Hmmm… do you know what technique he used to create them? Or was it freehand? I’m based in an architecture school, and there are various techniques that people here use to understand space and how people interact with it…
Is this a flat network, or have you enforced any kind of hierarchy? Perhaps integrating a hierachical approach would be an interesting way of working with nested departments, research groups etc?
Hi Dan – the hierarchy is implicit in the links; in fact, that’s how I’ve defined them. A link exists between an entity and its immediate parent entity, and that is all. It might be interesting to introduce some sort of collaborative linking to designate real research links rather than just organisational structure. It would be cool to introduce people and their affiliations, research students, etc but that would get rather complex.
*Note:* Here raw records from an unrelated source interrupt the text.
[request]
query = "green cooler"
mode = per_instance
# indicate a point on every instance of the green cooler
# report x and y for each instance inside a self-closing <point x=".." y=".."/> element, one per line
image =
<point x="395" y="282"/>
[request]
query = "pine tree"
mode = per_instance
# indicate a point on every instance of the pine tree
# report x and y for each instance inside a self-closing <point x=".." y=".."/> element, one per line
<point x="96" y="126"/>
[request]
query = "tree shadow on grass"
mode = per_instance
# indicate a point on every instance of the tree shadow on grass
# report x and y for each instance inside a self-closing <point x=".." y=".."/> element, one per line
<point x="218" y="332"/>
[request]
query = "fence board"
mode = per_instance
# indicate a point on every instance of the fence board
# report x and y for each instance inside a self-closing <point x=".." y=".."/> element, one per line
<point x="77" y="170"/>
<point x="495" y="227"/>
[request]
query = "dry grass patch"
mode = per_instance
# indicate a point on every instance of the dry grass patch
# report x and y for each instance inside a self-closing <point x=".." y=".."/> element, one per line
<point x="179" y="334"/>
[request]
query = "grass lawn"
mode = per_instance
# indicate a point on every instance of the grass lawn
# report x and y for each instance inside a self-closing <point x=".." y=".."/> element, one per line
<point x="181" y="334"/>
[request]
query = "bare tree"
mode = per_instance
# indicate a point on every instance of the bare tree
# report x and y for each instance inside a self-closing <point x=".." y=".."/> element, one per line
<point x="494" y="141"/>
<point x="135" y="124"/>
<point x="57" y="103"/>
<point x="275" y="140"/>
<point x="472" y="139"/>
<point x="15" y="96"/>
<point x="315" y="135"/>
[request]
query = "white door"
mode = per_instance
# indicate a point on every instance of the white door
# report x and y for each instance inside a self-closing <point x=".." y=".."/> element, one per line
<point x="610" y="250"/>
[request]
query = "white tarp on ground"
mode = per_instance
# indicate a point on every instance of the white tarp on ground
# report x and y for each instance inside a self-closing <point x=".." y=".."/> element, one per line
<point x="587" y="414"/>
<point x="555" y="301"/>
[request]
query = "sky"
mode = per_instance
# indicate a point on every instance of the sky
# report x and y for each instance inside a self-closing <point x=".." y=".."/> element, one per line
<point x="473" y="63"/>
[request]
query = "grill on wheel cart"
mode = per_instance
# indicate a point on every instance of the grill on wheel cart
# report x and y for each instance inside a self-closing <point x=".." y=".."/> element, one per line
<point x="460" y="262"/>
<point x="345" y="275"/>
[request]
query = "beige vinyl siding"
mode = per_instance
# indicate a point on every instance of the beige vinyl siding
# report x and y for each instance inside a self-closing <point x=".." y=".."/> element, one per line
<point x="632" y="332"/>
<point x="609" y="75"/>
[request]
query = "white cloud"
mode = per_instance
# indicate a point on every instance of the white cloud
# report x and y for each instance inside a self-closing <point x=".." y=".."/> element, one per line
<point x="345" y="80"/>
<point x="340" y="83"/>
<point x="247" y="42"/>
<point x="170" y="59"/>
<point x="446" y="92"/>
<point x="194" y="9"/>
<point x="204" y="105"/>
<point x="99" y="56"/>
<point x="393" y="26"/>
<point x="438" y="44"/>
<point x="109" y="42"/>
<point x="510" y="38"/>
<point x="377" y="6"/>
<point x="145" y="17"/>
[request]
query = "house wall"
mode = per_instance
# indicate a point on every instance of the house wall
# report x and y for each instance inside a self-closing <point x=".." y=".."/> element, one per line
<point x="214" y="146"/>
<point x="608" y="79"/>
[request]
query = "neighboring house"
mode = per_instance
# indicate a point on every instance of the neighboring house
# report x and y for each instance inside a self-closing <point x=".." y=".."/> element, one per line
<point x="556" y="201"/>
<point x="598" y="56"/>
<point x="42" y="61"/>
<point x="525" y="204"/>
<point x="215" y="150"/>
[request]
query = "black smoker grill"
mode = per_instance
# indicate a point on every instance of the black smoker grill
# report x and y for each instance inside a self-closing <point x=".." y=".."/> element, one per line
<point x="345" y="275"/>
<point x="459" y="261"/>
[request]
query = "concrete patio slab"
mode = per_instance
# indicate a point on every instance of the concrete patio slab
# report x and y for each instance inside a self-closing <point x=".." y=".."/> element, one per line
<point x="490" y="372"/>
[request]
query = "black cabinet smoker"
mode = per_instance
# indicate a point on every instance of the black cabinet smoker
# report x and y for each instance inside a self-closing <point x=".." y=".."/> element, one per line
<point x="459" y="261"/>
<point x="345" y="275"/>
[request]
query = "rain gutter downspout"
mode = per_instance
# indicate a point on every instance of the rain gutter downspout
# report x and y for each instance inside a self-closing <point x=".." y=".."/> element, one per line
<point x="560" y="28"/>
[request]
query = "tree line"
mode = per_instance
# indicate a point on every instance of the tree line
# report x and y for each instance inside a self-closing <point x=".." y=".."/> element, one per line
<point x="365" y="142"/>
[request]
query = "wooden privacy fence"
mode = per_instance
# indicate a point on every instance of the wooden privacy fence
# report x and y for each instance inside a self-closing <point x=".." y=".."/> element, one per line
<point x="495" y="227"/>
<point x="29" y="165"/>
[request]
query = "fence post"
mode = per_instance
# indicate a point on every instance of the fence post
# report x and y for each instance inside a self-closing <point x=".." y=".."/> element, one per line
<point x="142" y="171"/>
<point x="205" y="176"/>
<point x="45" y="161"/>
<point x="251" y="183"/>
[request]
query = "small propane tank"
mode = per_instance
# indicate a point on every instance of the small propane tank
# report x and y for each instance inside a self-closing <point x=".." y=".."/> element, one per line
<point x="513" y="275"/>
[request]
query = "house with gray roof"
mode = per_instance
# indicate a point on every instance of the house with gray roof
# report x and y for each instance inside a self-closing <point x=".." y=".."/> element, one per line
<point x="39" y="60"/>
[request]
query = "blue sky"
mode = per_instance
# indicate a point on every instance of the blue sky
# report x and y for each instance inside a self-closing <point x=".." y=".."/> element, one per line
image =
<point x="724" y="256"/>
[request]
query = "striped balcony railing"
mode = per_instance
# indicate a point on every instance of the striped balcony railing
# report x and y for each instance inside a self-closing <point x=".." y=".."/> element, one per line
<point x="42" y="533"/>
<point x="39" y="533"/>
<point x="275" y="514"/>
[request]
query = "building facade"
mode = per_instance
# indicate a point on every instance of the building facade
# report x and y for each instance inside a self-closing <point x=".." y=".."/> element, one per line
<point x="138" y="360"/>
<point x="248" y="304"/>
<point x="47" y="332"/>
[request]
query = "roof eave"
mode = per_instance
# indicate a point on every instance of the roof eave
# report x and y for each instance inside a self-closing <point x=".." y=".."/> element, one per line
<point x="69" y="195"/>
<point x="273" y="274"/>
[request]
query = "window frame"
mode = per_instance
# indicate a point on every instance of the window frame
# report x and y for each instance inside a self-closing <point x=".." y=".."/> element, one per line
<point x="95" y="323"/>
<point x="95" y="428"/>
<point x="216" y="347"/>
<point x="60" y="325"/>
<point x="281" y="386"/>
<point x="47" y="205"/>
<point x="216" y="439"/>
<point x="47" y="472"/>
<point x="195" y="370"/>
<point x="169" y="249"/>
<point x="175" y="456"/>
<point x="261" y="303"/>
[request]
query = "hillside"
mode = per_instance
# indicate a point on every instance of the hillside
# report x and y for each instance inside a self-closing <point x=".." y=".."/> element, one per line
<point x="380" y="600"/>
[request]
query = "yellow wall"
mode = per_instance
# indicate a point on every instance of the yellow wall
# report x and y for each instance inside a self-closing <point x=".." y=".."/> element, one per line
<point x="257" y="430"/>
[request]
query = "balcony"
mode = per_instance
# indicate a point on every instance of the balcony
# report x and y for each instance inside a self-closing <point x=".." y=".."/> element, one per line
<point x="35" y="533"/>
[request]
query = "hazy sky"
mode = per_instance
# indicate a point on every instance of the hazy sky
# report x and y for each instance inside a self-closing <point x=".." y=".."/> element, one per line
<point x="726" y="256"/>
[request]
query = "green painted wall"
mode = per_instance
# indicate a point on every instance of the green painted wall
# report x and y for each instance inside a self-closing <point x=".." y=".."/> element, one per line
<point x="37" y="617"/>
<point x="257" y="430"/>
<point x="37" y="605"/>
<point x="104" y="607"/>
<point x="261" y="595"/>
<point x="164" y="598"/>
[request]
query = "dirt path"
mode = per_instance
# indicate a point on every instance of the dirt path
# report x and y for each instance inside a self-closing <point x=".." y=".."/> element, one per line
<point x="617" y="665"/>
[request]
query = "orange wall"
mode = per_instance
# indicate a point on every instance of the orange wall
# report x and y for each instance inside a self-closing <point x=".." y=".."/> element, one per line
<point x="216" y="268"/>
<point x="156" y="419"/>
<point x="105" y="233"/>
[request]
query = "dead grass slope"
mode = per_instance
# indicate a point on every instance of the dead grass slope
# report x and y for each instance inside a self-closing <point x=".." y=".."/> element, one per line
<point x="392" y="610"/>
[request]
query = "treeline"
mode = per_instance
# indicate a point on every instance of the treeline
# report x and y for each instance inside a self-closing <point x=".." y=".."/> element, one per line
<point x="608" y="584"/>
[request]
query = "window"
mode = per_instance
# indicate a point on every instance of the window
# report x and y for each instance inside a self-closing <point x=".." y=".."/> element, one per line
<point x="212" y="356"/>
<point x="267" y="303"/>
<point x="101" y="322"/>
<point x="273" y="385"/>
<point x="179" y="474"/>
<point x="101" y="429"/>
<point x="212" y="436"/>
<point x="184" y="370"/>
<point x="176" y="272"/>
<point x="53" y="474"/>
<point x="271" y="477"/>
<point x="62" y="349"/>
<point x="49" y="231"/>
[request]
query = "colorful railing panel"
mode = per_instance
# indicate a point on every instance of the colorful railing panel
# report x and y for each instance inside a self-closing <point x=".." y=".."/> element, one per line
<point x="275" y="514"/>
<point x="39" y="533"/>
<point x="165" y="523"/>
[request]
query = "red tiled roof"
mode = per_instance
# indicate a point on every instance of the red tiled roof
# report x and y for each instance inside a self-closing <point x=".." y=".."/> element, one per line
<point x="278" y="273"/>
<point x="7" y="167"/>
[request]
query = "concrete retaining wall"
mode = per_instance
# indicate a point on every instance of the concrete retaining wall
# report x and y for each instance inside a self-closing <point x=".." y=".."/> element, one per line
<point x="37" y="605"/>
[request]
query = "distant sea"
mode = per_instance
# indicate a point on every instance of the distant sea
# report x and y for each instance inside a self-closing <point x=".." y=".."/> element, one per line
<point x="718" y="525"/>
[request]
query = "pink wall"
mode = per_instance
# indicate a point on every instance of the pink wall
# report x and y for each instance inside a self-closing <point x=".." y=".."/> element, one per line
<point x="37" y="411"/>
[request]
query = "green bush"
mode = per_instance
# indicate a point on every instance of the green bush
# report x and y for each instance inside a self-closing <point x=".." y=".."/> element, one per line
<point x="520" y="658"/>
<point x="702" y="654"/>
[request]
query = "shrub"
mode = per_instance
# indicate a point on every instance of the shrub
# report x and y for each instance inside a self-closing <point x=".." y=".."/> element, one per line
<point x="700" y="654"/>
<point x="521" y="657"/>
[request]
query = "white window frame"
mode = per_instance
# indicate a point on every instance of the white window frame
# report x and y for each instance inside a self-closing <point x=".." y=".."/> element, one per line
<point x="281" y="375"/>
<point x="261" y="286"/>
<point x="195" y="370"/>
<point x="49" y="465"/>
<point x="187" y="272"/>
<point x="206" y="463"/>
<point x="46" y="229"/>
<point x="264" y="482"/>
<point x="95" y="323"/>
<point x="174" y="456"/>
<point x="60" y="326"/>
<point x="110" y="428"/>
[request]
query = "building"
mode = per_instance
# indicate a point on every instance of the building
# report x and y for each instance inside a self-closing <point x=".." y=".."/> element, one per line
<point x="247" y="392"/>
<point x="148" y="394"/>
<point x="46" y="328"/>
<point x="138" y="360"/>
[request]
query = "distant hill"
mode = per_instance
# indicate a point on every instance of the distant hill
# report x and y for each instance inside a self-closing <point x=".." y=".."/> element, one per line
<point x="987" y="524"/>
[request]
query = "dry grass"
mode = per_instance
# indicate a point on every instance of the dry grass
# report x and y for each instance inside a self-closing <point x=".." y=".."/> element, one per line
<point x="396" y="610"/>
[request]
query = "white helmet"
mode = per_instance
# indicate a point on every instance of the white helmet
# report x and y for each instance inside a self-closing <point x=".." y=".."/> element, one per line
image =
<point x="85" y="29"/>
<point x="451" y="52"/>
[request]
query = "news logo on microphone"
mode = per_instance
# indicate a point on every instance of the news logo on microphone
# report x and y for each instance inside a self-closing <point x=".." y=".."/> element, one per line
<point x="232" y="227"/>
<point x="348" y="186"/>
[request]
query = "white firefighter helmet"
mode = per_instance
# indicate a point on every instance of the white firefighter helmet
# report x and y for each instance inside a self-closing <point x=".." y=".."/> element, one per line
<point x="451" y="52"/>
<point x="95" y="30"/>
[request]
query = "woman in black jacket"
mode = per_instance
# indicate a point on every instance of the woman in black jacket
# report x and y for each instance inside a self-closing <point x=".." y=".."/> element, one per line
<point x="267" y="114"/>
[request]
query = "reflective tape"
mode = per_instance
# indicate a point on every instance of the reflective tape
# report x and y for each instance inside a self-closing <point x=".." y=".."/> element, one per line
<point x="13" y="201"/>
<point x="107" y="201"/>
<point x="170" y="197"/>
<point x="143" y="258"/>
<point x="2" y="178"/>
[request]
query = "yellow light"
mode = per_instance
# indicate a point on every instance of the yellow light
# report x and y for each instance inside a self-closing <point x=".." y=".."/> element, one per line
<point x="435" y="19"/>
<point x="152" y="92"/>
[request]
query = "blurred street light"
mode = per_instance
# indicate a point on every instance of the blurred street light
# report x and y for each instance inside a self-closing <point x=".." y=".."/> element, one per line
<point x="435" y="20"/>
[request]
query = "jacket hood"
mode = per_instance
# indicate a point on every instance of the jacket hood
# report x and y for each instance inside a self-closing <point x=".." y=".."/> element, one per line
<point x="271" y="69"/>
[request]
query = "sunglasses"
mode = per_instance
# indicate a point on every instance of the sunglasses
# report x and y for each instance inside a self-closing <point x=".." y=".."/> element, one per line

What was the data source for this, or did you do it by hand? Also, what was the ‘force’ on the links or was that just for layout purposes?
Might be interesting to take a data-mining approach and slurp each group’s homepage, extract the keywords, and then see which departments are linked by common terms even though they are from different faculty groupings…
Hi Jon. It’s taken from the UCL website, done by hand. I used an older version of this:
http://www.ucl.ac.uk/ras/acs/governance/organisation/units
So I could probably update it and be a bit cleverer about it (explicitly assign each entity a hierarchical level rather than define that by link depth, as I have done).
It’s a force graph layout; the links are of equal strength if I recall.
I like your idea. Let’s do it! Then put it on a fabric print.